There is another element to the spread of the removal of milk bottle tops. Obviously, other birds must have watched the first demonstrator and then repeated the same action. Again, there are several ways to interpret this and it is possible to put the emphasis on different aspects of the copying act. Instead of an act performed mindlessly, it may be an act made possible because the brain of a bird, even one as small as that of a blue tit, is designed to deal with novelty and can incorporate the action into its repertoire.

In summary, imitation is said to represent a form of social learning that may require complex representations, not only from another’s perspective but also their intentions and how they relate to the individual performing the actions (see reviews in Whiten and Ham 1992; Heyes and Galef 1996). True imitation has been defined as ‘the copying of a novel or otherwise improbable act or utterance, or some act for which there is clearly no instinctive tendency’ (p. 135, Thorpe 1963) and as such the copied actions/vocalisations should not already be within the animal’s natural repertoire (Clayton 1978). In birds, two forms of imitative learning have been investigated: vocal mimicry and motor imitation.

Mirror neurons are thus not unique to the primate line but may be present in a wide range of birds. This means that mirror neurons have either been part of the brain for a very long time or they may have evolved independently a number of times.

Among the great advances in avian biology are three major milestones: the mapping of all song nuclei with all their complex feedback mechanisms and motor output routes, the complete mapping of the songbird genome; and, finally, the discovery and confirmation of the presence and function of mirror neurons in the avian brain. These parameters have created an entirely new framework for any assessment of learning ability and learning mechanisms in birds (Lefebvre 2013). The discovery of mirror neurons provides a biological basis for imitation that, in turn, can have explanatory power for variables generally held to be cognitively complex and related to theory of mind.
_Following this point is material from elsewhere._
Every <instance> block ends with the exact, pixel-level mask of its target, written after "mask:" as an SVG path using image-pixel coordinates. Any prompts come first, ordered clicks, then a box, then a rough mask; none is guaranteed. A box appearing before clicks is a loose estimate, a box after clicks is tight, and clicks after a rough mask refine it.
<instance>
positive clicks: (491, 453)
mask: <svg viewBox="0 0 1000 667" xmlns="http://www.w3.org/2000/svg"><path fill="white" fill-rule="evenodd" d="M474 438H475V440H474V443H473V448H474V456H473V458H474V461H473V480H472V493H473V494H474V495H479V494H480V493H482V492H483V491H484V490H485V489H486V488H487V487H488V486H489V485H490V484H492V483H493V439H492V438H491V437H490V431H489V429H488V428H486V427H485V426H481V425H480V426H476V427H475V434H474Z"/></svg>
This is not as far-fetched as it may seem.

Importantly, mimicry and imitation in birds, whether in the vocal or visuo-motor domain, has moved out of its spot of a relative oddity that was of little consequence and merely quaint. Along with the neuroscientific evidence of different kinds of forebrain activity, mimicry has taken its place as an important aspect of learning, of memory formation, and as a very important concomitant of group living, referred to as social learning.
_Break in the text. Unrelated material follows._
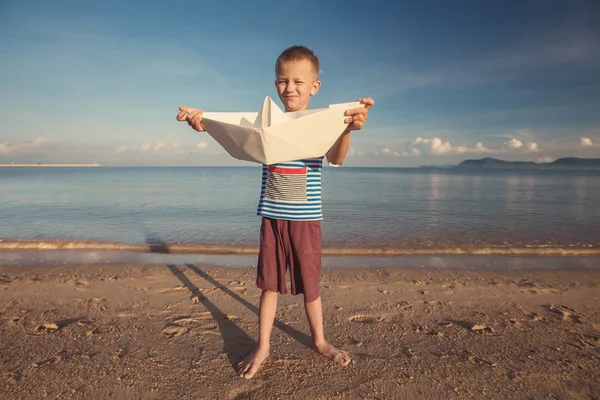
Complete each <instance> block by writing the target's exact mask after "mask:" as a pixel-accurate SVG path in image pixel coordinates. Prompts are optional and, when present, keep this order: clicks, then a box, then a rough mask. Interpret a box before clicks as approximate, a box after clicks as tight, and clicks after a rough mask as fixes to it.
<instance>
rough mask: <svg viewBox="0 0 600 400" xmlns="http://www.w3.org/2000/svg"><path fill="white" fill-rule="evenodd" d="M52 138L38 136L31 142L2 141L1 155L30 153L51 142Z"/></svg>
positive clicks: (8, 155)
mask: <svg viewBox="0 0 600 400" xmlns="http://www.w3.org/2000/svg"><path fill="white" fill-rule="evenodd" d="M50 143H51V141H50V139H46V138H38V139H35V140H34V141H31V142H16V143H8V142H2V143H0V156H9V155H16V154H28V153H32V152H35V151H36V150H38V149H40V148H43V147H45V146H47V145H48V144H50Z"/></svg>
Whatever reservation someone might have about imitation, there is no doubt about the ability of the brains of primates and birds to incorporate another’s movements and sounds into one’s own repertoire. In certain circumstances, on the basis of this ability perhaps it may be able to generate empathy (i.e. for a limping conspecific) or even lead to cooperation. That Heyes (2009), cited at the beginning of this chapter, perceived cooperation as one of the behaviours that mirror neurons may promote is very telling and relevant here because Australia boasts so many cooperative and pair bonded avian species. Remarkably also, Australia has a particularly high number of bird species that can do both: learn their vocalisations and mimic those of other species and even of other orders.